Ames Monument Historical Plaque
Posted by:
NevaP
N 41° 07.869 W 105° 23.878
13T E 466596 N 4553392
This attractive plaque stands by the massive Ames monument.
Waymark Code: WM1N8Q
Location: Wyoming, United States
Date Posted: 06/07/2007
Views: 138
The Ames Monument is a huge granite pyamid, sixty feet high. It honors the contributions of Oakes and Oliver Ames in the costruction of the first transcontinental railroad. This marker near the monument is about the Ames brothers and the monument itself.

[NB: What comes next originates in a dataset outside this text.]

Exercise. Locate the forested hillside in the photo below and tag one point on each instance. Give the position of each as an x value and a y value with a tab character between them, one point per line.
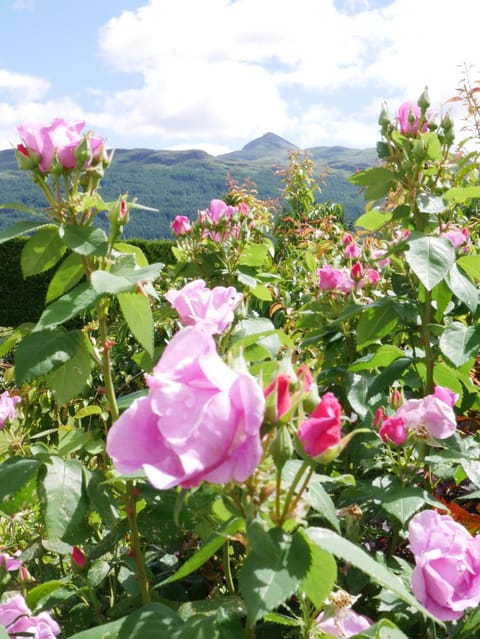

The Monument Plaque reads: "The Ames Monument. Left picture reads 1868 Work Train; right side picture is Town of Sherman. Completed in 1882 at a cost of $65,000, this monolithic, 60-foot high granite pyramid was built by the Union Pacific Railroad Company. It stands on the highest elevation (8,247 feet) of the original transcontinental route. Until 1901--when the railroad was relocated several miles to the south, it passed close by the north side of the monument where once stood the rail-town of Sherman.
The monument serves as a memorial to the Ames brothers of Massachusetts. Oakes (1804 - 1873) and Oliver (1807-1877), whose wealth, influence, talent, and work were key factors in the construction of the first coast to coast railroad in North America. The contribution made by Oakes was especially significant even though in 1873 he was implicated in a scandal relative to financing the construction of the railroad [Credit Mobilier scandal].
Ames Monument was designed by the distinguished American architect Henry Hobson Richardson (1838 - 1896). Located further west than any of his works, this memorial typifies the Richardsonian style by it energetic, elemental characteristics. His love for native construction materials is demonstrated by the monument's great, rough-hewn granite blocks, quarried from "Reed's Rock" one-half mile west. A Richardson biographer has called the monument "Perhaps the finest memorial in America...one of Richardson's least known and most perfect works." The bas-relief medallions of the Ames brothers were done by the prominent American sculptor, Augustus Saint-Gaudens."